One question regarding the architecture would be whether there is more of a
performance improvement on x86 versus ARM for the ART pipeline compared to the
pipeline for Dalvik.

ARM are saying Intel performance suffers mostly because of native code -
[http://www.theregister.co.uk/Print/2014/05/02/arm_test_resul...](http://www.theregister.co.uk/Print/2014/05/02/arm_test_results_attack_intel/)
while not speaking to performance of Dalvik versus ART on the two platforms.
Intel are pushing their performance and scale while skipping over the native
code question: [http://www.extremetech.com/computing/130552-intel-
dismisses-...](http://www.extremetech.com/computing/130552-intel-
dismisses-x86-tax-sees-no-future-for-arm-or-any-of-its-competitors) .

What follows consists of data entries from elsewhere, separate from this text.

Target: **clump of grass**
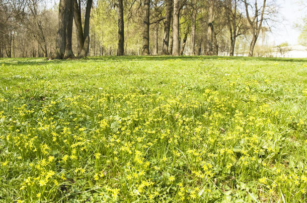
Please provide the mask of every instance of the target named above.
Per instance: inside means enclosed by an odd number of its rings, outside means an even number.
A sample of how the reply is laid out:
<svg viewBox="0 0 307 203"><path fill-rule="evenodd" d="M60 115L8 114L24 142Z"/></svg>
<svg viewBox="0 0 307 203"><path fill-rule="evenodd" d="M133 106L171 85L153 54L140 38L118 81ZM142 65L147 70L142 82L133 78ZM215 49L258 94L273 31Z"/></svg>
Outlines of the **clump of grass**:
<svg viewBox="0 0 307 203"><path fill-rule="evenodd" d="M0 201L307 200L307 60L0 63Z"/></svg>

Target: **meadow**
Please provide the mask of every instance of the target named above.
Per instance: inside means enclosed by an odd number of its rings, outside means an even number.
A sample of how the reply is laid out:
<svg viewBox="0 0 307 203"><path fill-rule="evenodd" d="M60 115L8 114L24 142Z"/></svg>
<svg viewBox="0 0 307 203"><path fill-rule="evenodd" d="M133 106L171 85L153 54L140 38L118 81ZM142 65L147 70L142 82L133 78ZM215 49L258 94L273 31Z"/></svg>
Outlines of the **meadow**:
<svg viewBox="0 0 307 203"><path fill-rule="evenodd" d="M11 59L0 73L0 202L307 201L307 59Z"/></svg>

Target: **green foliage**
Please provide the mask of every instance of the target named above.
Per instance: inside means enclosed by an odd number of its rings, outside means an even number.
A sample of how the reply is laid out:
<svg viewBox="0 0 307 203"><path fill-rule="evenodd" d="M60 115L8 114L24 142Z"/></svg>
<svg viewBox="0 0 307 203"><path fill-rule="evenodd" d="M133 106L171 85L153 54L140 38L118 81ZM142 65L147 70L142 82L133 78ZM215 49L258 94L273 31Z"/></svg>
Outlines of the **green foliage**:
<svg viewBox="0 0 307 203"><path fill-rule="evenodd" d="M0 202L306 202L307 59L0 61Z"/></svg>

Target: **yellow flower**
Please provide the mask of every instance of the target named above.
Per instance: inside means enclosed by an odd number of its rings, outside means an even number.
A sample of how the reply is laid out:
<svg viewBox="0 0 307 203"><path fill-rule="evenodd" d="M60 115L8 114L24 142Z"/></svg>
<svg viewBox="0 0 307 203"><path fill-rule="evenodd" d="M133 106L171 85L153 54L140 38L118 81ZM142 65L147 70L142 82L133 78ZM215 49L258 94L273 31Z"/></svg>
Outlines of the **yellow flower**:
<svg viewBox="0 0 307 203"><path fill-rule="evenodd" d="M174 180L175 180L175 177L174 177L173 175L171 175L169 177L169 180L170 180L171 182L173 182Z"/></svg>
<svg viewBox="0 0 307 203"><path fill-rule="evenodd" d="M259 182L262 184L266 184L267 182L267 178L265 177L263 177L259 179Z"/></svg>
<svg viewBox="0 0 307 203"><path fill-rule="evenodd" d="M49 162L52 162L54 160L54 156L49 156L48 157L48 161Z"/></svg>
<svg viewBox="0 0 307 203"><path fill-rule="evenodd" d="M46 185L46 183L47 183L47 182L44 179L41 179L40 180L39 180L39 185L40 186Z"/></svg>

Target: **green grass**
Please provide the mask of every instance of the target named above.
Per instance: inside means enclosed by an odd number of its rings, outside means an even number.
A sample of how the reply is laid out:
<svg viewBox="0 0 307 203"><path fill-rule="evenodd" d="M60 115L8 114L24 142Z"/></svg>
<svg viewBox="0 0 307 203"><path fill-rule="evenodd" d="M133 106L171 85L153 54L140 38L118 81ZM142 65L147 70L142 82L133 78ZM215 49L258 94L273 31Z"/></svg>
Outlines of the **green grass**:
<svg viewBox="0 0 307 203"><path fill-rule="evenodd" d="M307 201L307 59L0 60L0 202Z"/></svg>

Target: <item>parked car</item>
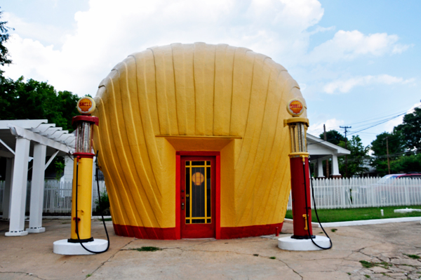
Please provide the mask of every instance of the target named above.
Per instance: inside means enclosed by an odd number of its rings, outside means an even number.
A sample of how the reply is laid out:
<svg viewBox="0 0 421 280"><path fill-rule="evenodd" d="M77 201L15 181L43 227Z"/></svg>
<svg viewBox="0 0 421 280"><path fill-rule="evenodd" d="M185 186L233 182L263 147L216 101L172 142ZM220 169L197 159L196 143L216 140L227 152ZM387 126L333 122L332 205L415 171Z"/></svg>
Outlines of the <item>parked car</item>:
<svg viewBox="0 0 421 280"><path fill-rule="evenodd" d="M408 179L421 179L421 173L409 172L401 174L389 174L375 183L361 186L355 195L361 196L361 204L373 199L379 205L401 205L408 200L413 202L421 192L421 186Z"/></svg>

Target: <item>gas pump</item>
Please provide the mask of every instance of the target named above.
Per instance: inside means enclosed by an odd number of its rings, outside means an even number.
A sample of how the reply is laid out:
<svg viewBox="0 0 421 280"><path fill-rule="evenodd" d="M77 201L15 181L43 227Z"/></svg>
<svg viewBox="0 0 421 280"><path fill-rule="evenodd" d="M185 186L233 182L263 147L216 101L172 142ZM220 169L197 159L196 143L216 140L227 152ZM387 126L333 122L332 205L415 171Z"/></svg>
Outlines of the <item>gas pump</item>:
<svg viewBox="0 0 421 280"><path fill-rule="evenodd" d="M108 249L109 241L94 239L91 233L92 211L92 171L93 154L92 135L98 118L91 114L95 104L89 97L81 98L77 109L82 115L74 116L76 147L74 156L72 191L72 225L70 239L53 243L53 251L60 255L90 255Z"/></svg>
<svg viewBox="0 0 421 280"><path fill-rule="evenodd" d="M328 237L313 235L309 153L307 129L309 120L300 116L306 109L298 98L290 100L287 111L292 118L285 119L290 134L290 165L293 205L293 235L278 239L278 247L289 251L313 251L331 248ZM324 229L323 229L324 232ZM326 232L325 232L326 234ZM327 234L326 234L327 236Z"/></svg>

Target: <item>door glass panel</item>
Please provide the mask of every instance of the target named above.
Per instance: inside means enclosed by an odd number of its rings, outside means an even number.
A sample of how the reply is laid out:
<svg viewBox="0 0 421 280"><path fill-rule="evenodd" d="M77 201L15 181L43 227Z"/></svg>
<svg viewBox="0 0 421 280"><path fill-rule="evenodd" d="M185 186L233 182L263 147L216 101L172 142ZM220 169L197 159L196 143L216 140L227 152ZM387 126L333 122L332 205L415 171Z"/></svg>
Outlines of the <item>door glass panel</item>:
<svg viewBox="0 0 421 280"><path fill-rule="evenodd" d="M190 165L190 161L186 161L186 165ZM190 168L186 168L186 217L190 217ZM186 223L190 223L190 220L186 220Z"/></svg>
<svg viewBox="0 0 421 280"><path fill-rule="evenodd" d="M186 161L186 224L212 222L210 161Z"/></svg>

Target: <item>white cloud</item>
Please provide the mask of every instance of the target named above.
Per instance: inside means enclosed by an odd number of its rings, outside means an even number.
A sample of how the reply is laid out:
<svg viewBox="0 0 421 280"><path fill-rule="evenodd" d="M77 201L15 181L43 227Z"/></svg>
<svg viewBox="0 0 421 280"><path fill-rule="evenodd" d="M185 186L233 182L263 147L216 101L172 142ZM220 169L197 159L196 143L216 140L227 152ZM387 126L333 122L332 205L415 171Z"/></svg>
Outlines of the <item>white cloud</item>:
<svg viewBox="0 0 421 280"><path fill-rule="evenodd" d="M11 15L11 22L22 28L7 43L13 65L5 68L6 74L48 80L59 90L94 95L100 81L128 55L176 42L245 46L285 58L275 59L284 64L307 52L306 29L323 13L316 0L121 0L118 4L91 0L88 11L75 14L75 30L49 27L62 39L48 46L40 43L46 41L42 34L31 36L36 25Z"/></svg>
<svg viewBox="0 0 421 280"><path fill-rule="evenodd" d="M6 44L13 65L4 69L13 79L23 75L48 80L58 90L95 95L98 84L114 65L152 46L226 43L269 55L287 68L303 61L308 65L308 61L400 53L409 47L398 44L396 35L340 30L309 54L310 36L334 29L316 26L323 13L316 0L121 0L118 4L91 0L88 10L74 15L74 30L26 22L8 14L9 23L16 30ZM308 31L312 27L314 30ZM315 86L323 86L321 80L338 76L331 69L320 72L316 66L314 70L295 69L302 73L308 94ZM356 86L385 83L376 76L353 79L333 81L323 88L347 92Z"/></svg>
<svg viewBox="0 0 421 280"><path fill-rule="evenodd" d="M341 93L347 93L356 86L363 86L370 84L386 84L392 85L394 84L406 84L413 83L415 79L404 79L401 77L396 77L387 74L381 75L367 75L355 76L346 79L337 79L330 82L323 86L323 91L326 93L335 93L338 91Z"/></svg>
<svg viewBox="0 0 421 280"><path fill-rule="evenodd" d="M406 114L413 113L414 112L414 109L415 107L420 107L420 106L421 106L421 102L415 104L410 109L408 109L406 112ZM390 121L387 121L387 123L385 123L385 124L383 124L383 126L382 126L383 131L392 132L393 128L395 126L399 126L399 124L401 124L403 122L403 116L404 116L404 115L399 116L397 118L391 120Z"/></svg>
<svg viewBox="0 0 421 280"><path fill-rule="evenodd" d="M22 38L31 38L48 45L62 44L65 39L65 31L53 25L38 22L27 22L11 13L4 13L2 20L8 22L7 26L13 27L15 32ZM67 30L67 32L69 32Z"/></svg>
<svg viewBox="0 0 421 280"><path fill-rule="evenodd" d="M364 35L358 30L339 30L332 39L315 47L307 60L310 62L352 60L362 55L401 53L410 46L397 44L398 40L398 36L387 33Z"/></svg>

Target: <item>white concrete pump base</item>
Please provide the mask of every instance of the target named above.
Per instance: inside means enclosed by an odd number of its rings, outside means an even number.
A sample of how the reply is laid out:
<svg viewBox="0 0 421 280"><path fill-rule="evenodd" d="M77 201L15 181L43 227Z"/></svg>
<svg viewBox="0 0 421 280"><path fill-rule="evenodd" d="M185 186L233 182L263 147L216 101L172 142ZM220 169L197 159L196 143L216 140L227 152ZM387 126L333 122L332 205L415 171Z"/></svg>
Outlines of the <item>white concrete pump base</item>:
<svg viewBox="0 0 421 280"><path fill-rule="evenodd" d="M326 236L316 235L314 242L321 247L328 248L330 246L329 239ZM288 251L316 251L322 250L312 242L312 239L294 239L291 236L278 239L278 247Z"/></svg>
<svg viewBox="0 0 421 280"><path fill-rule="evenodd" d="M19 232L7 232L4 233L6 236L23 236L24 235L28 235L28 232L21 230Z"/></svg>
<svg viewBox="0 0 421 280"><path fill-rule="evenodd" d="M93 241L85 242L83 246L94 252L100 252L107 248L108 241L104 239L93 239ZM88 252L80 243L67 242L67 239L58 240L53 244L53 252L59 255L93 255Z"/></svg>
<svg viewBox="0 0 421 280"><path fill-rule="evenodd" d="M28 227L27 232L29 233L41 233L46 232L46 228L42 227L36 228Z"/></svg>

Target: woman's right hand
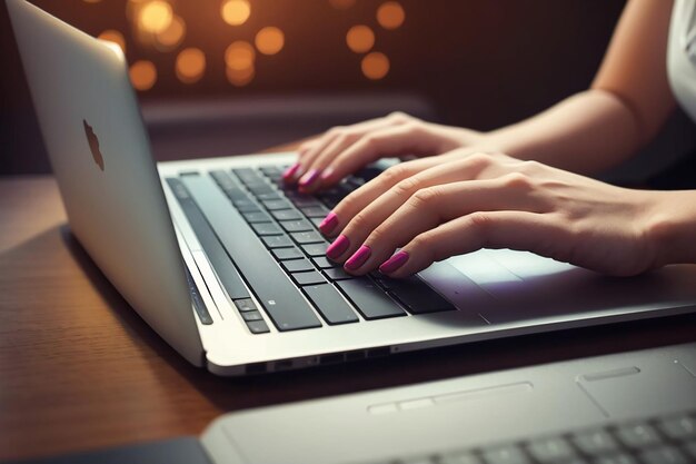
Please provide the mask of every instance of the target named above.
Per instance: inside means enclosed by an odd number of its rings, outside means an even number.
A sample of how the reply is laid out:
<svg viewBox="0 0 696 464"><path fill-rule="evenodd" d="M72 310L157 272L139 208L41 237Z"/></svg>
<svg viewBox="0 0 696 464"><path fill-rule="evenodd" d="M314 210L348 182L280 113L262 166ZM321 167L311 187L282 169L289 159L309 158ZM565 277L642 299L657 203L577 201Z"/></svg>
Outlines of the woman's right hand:
<svg viewBox="0 0 696 464"><path fill-rule="evenodd" d="M284 175L301 191L330 187L384 157L427 157L455 148L481 148L481 132L441 126L394 112L352 126L335 127L299 147L297 164ZM486 147L488 148L488 147ZM495 148L495 147L490 147Z"/></svg>

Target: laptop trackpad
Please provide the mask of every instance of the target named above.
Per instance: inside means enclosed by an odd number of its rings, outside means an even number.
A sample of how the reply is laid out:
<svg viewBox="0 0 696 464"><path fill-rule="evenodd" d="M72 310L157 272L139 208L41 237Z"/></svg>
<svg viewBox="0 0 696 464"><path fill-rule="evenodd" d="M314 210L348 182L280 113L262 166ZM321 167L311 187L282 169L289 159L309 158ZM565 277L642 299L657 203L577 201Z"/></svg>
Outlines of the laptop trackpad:
<svg viewBox="0 0 696 464"><path fill-rule="evenodd" d="M453 273L460 275L461 282L466 280L489 296L476 300L476 312L491 324L573 318L591 313L596 316L620 314L648 306L674 307L679 300L687 299L684 292L675 292L666 270L613 278L509 249L483 249L449 258L446 263ZM459 306L459 302L456 303ZM466 305L465 302L460 304Z"/></svg>

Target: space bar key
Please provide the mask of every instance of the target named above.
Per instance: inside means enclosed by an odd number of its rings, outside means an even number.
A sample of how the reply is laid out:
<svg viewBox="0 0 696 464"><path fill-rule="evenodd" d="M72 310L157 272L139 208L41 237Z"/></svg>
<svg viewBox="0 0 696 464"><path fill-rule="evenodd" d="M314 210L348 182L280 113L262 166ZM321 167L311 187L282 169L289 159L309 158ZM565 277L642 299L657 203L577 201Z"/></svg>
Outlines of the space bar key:
<svg viewBox="0 0 696 464"><path fill-rule="evenodd" d="M309 303L212 180L205 176L182 180L278 330L320 327Z"/></svg>

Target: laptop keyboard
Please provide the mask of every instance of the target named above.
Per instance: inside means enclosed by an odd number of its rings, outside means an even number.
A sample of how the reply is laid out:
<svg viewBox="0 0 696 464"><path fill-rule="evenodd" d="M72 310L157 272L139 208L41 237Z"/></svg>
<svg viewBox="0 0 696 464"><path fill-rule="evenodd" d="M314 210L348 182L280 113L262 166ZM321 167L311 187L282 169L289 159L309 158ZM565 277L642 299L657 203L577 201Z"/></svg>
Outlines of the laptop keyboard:
<svg viewBox="0 0 696 464"><path fill-rule="evenodd" d="M328 325L356 324L358 315L367 322L456 309L418 277L390 279L379 273L355 277L326 258L329 243L318 231L319 223L377 171L366 170L310 196L286 186L282 170L282 166L240 168L167 179L251 333L270 332L262 312L279 332L322 326L306 302L298 300L300 292ZM240 220L225 213L211 185L225 194ZM295 294L276 288L285 284L278 282L278 272L290 278ZM256 307L242 280L262 308Z"/></svg>
<svg viewBox="0 0 696 464"><path fill-rule="evenodd" d="M369 464L688 464L696 462L696 415L677 414L556 436ZM365 463L368 464L368 463Z"/></svg>

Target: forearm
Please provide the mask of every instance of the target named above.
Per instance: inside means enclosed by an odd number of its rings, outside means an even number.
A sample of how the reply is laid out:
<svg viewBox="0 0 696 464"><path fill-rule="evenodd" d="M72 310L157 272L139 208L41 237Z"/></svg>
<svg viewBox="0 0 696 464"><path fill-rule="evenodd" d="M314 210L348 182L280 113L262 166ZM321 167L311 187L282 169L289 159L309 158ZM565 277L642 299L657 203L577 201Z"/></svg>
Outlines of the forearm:
<svg viewBox="0 0 696 464"><path fill-rule="evenodd" d="M696 190L655 191L648 234L657 266L696 264Z"/></svg>
<svg viewBox="0 0 696 464"><path fill-rule="evenodd" d="M640 126L626 102L594 89L484 138L516 158L593 174L619 164L645 144L652 134Z"/></svg>

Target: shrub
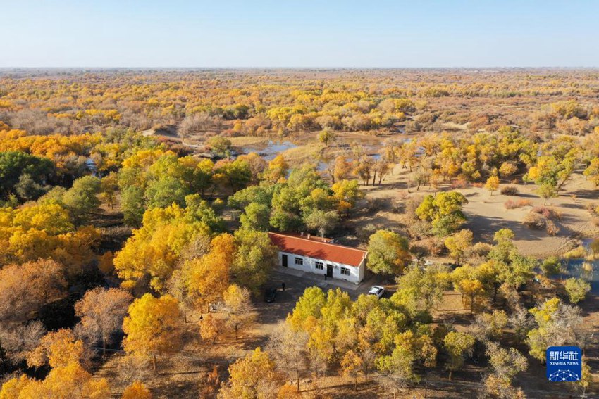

It sounds from what you say that ART doesn't really change the balance between
Intel and ARM in any significant way, so that leaves the question of whether
the problems Intel has with translating apps with native code compiled to ARM
targets can be overcome by any manufacturing advantages Intel may enjoy.

------
on_and_off
ART is considered to be Dalvik 2.0. The main reason is that many of the
choices made by Dalvik are no longer relevant in the current technical
environment. SOCs have evolved a lot since Android 1.0 .

I doubt that ARM vs Intel has a lot of weight from Google's point of view.. it
is not really Google's issue.

We can also hypothesize that ART more pluggable architecture is here to allow
Google to maybe switch languages at some point in the future. There is nothing
official in that regard though, quite the contrary (cf the I/O fireside chat
where the Android team clearly said that Java is Android's language). So,
either they are working on a replacement language in secret or this is just a
nice result of the new build system and runtime.